Marcus Emerson jest autorem kultowego już „Dziennika Youtubera”. Pora więc na nowe wyzwania. Czy wojownicy ninja podbiją serca młodych czytelników?
Jak udaje wam się odnaleźć w nowym środowisku? Zmiana pracy, szkoły to dla was pestka, a może droga pełna stresu, niepewności i obawy przed brakiem akceptacji? Przed takim wyzwaniem staje nieśmiały Chase Cooper. Jak sam twierdzi, rodzice zgotowali mu społeczną śmierć, bo kto polubi zwykłego, niezbyt popularnego chudzielca, który w środku roku szkolnego pojawia się na korytarzu. Na szczęście z pomocą przychodzi mu kuzynka Zoe i sekretny klan ninja, który wpędzi go w ogromne tarapaty.

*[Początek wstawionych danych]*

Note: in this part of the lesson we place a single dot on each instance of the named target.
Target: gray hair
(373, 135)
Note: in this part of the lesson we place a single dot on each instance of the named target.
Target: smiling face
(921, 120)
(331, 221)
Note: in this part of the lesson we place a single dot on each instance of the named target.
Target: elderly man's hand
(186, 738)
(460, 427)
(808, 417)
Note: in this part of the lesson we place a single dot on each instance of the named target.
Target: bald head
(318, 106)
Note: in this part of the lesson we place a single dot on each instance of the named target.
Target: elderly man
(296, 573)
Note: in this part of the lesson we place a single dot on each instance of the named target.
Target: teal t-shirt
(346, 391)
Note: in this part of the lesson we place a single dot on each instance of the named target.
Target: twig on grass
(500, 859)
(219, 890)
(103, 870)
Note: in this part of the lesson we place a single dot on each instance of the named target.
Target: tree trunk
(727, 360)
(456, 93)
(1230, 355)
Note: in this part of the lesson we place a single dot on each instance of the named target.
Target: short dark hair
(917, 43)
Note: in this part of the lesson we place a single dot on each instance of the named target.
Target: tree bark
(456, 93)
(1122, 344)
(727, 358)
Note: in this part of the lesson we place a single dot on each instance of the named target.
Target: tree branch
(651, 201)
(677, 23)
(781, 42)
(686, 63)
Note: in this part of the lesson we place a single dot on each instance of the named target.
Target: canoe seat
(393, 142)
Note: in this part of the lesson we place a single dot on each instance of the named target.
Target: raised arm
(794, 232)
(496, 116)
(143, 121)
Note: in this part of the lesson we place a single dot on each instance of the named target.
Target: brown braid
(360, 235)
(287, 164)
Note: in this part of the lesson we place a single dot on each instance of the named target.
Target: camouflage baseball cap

Czy wiedzieliście, że wojownicy ninja nie są wcale pozytywnymi bohaterami? W mojej młodości Wojownicze Żółwie Ninja sprawiły, że o zamaskowanych bohaterach miałam tylko pozytywne wyobrażenie, ale Marcus Emerson zburzył ten mit w mojej głowie. Tajemniczy wojownicy, których spotykają Zoe oraz Chase są z pewnością fascynujący, pociągający, ale przy tym mocno niejednoznaczni moralnie. Przed adeptami zostanie postawione zadanie, a właściwie misja. Chase stanie przed trudnym wyborem: lojalność, czy akceptacja w grupie. Jaką decyzję podejmie? Warto się przekonać.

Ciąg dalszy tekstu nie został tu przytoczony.